We believe that there is massive potential in harnessing the wind. It provides free, clean power that can be accessed virtually anywhere and by anyone. 
The Whike uses this free resource to the max, letting you sail the roads for the first time. As a land yacht and high performance pedal cycle, the Whike opens up awesome new possibilities for both travel and sport, providing the rider with improved range, visibility, comfort, providing the opertunity to stop pedaling relax and sail.

The modern world is starting to realize the full potential of wind power and explore the advantages of hybrid technologies.
By combining tried and tested principles of pedal cycles with land yacht capabilities, we have done just that. 

Whiking is road legal for both roads and cycle paths, even whilst under sail power, in both the Netherlands and the UK.

Y'know I'm all for trying alternative forms of transport, but the thought of 'sailing' down a main road full of heavy traffic would be a real squeeky bum moment for me. Also, legal or not, I suspect plod would not be aware of this. Indeed I've read stories of us 'normal' recumbent riders been stopped by police. Anyway, an interesting piece of kit regardless!

P.S. I'm always a bit dubious when manufacturers misspell words in their literature. Especially when they miss the opportunity to spell 'opportunity' correctly!


----------



## starhawk (28 Apr 2012)

Land sailers have been around for a while as an alternative for Ice sailers during the summer. But they have a much wider footprint than that thing. Looks scary


----------



## ufkacbln (28 Apr 2012)

They work!
This is the Pterosail, a similar product:


----------



## ufkacbln (28 Apr 2012)

.. and if you think that is scary, do not look at the wonderful recumbent trike known as a "Flyke"


----------



## BlackPanther (28 Apr 2012)

Cunobelin said:


> .. and if you think that is scary, do not look at the wonderful recumbent trike known as a "Flyke"





Awesome!


----------



## byegad (29 Apr 2012)

The Whyke is a Kettwiesel like sailing trike and certainly legal in the Netherlands where I believe it is made. Given EU law conflicts you'd probably get away with it if it came to an English court.

However, while it may be legal it may not be such a good idea on UK roads where we have less protection at law from motor vehicles.


----------



## Gareth (29 Apr 2012)

There is a really nice youtube video of two Whike sail trikes on a tour of East Anglia. 

Since early January I have been messing about with a sail on my Cargo Cycles tadpole trike converts to a quad test bed frame, and have thoroughly enjoyed whizzing around the park behind our house, a local car park, and on an old airfield. I have recently wanted to put wider tyres on it and try it out on a local beach but the weather has been droughting it down and has dissuaded me from getting out there and having a go.
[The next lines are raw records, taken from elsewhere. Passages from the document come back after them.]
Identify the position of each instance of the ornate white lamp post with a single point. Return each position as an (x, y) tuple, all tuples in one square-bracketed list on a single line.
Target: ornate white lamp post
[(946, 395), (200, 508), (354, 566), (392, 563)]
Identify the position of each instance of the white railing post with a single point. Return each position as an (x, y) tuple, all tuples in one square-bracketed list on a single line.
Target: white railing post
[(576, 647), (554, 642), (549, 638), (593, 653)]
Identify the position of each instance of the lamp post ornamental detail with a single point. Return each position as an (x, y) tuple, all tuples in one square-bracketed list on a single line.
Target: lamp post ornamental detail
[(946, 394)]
According to the cycle computer I have fitted on this frame I have achieved 38 mph under wind power alone which is rather invigorating.


----------



## starhawk (29 Apr 2012)

Cunobelin said:


> .. and if you think that is scary, do not look at the wonderful recumbent trike known as a "Flyke"



That was fun, pity it is a delta and not a real trike  Still think the Whike is scary, how fun is it with a big pole between your legs?


----------



## CopperBrompton (12 May 2012)

I'm loving that there are more eccentric bikes than mine out there. :-)

The Whike looks a huge amount of fun. Not sure I'd fancy it on some of my roads, though ...


----------



## cyberknight (12 May 2012)

Cunobelin said:


> .. and if you think that is scary, do not look at the wonderful recumbent trike known as a "Flyke"


Why not put the prop on whilst on the road and save pedaling , legal issues aside ............


----------



## ufkacbln (12 May 2012)

cyberknight said:


> Why not put the prop on whilst on the road and save pedaling , legal issues aside ............





Would certainly discourage drafting!


----------



## CopperBrompton (12 May 2012)

Plus no problem if someone pulls out in front of you, just thow out the wing and take off.


----------